Advertorial
Intisari-online.com -Ekonomi Indonesia lesu setelah Indonesia turun dari negara menengah ke atas menjadi negara menengah ke bawah.
Salah satu faktornya adalah pandemi Covid-19.
Namun tidak hanya itu, lesunya ekonomi Indonesia ini disinyalir disebabkan oleh beberapa hal lain salah satunya industrialisasi tidak konsisten.
Didin S Damanhuri, Ekonom Senior Institute for Development of Economics and Finance (Indef), menyebut, tahun 1970-an pendapatan per kapita Indonesia, Malaysia dan Korea Selatan hampir sama.
Pendapatan ketiga negara ada di angka USD 70 Dolar per kapita.
Kini ekonomi Negeri Ginseng dan Negeri Jiran sudah tumbuh lebih jauh dari Indonesia.
Didin menyebut sejak 1970-an kedua negara konsisten menjalankan strategi industrialisasi.

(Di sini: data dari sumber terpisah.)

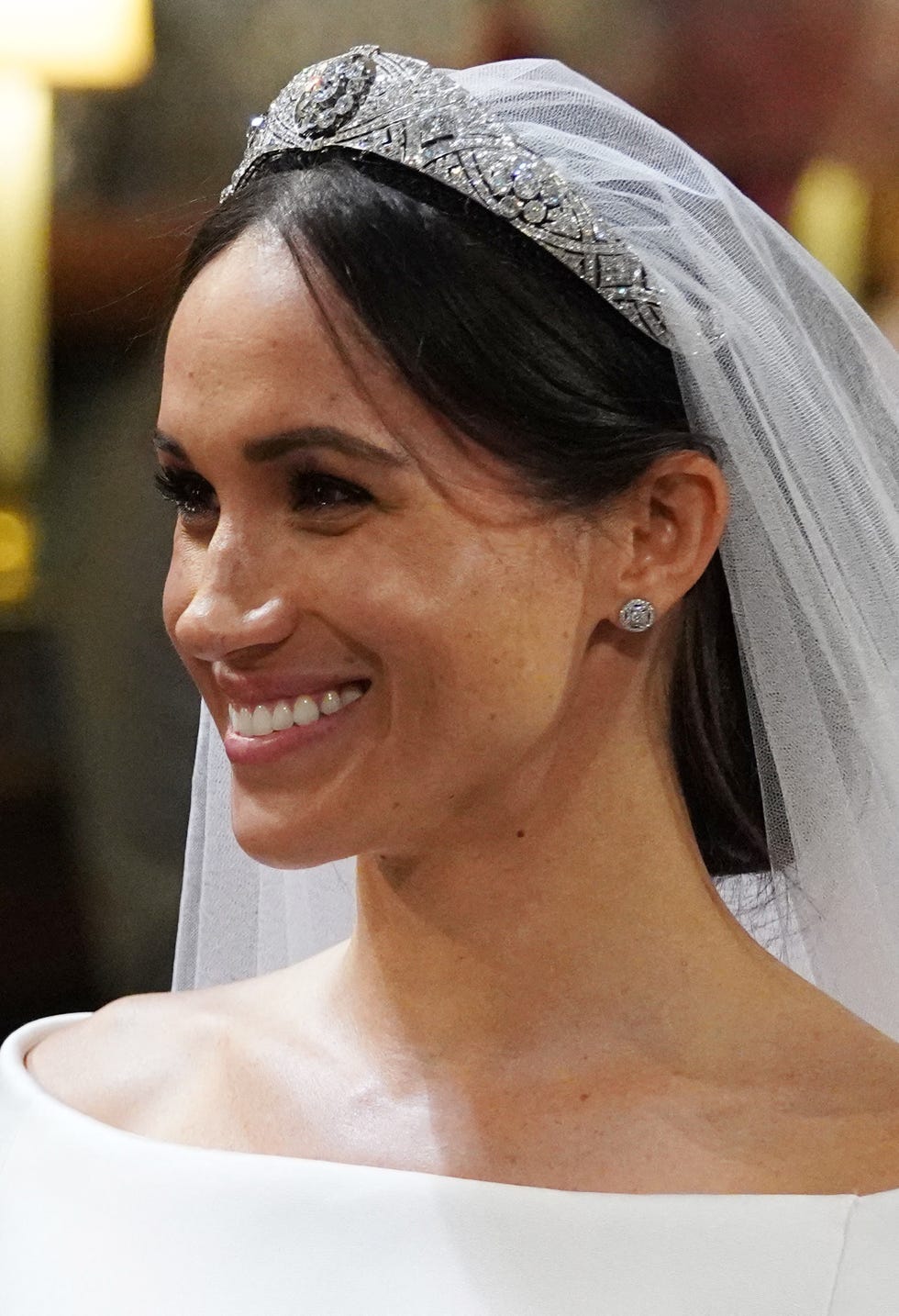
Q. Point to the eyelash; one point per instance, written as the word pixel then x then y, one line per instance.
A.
pixel 190 493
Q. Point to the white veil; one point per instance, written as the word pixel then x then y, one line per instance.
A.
pixel 780 362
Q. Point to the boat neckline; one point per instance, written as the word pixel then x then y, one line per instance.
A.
pixel 21 1082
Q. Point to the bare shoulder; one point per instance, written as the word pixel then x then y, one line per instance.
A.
pixel 126 1057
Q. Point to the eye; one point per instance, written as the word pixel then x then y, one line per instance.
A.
pixel 311 488
pixel 316 491
pixel 187 490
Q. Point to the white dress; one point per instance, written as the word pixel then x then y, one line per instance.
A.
pixel 97 1221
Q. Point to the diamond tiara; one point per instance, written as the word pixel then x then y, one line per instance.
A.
pixel 403 109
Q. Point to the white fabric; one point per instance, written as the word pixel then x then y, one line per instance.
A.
pixel 97 1221
pixel 802 391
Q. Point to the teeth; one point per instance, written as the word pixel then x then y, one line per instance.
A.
pixel 277 718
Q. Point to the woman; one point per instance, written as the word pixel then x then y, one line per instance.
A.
pixel 557 600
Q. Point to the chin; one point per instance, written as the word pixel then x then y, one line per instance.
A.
pixel 278 846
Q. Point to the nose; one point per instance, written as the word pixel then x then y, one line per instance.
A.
pixel 230 607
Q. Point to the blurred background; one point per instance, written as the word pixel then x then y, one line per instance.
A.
pixel 123 120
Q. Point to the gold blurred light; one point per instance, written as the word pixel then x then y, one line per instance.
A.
pixel 44 44
pixel 16 557
pixel 831 215
pixel 76 42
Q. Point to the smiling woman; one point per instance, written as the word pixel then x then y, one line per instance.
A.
pixel 545 593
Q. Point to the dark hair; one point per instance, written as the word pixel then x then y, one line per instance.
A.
pixel 535 366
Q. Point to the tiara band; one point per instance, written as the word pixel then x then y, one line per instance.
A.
pixel 403 109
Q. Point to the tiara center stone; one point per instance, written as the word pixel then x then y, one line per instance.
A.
pixel 333 94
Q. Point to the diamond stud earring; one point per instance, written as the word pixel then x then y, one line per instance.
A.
pixel 638 615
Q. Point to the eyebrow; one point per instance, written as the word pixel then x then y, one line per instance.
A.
pixel 309 436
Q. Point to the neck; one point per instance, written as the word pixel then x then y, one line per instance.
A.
pixel 581 931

"Indonesia hanya melakukan industrialisasi sejak awal 1980 sampai dengan 1990. Kesininya hilang perspektif strategi industrialisasi, tidak ada grand design, tidak ada blueprint, tidak ada peta jalan yang konkret," ujarnya dalam webinar Indef, Selasa (13/7/2021) dikutip dari Kompas.com.
Menurutnya, hal tersebut merupakan problem struktural dalam perekonomian Indonesia, sehingga memang diperlukan reformasi industrialisasi.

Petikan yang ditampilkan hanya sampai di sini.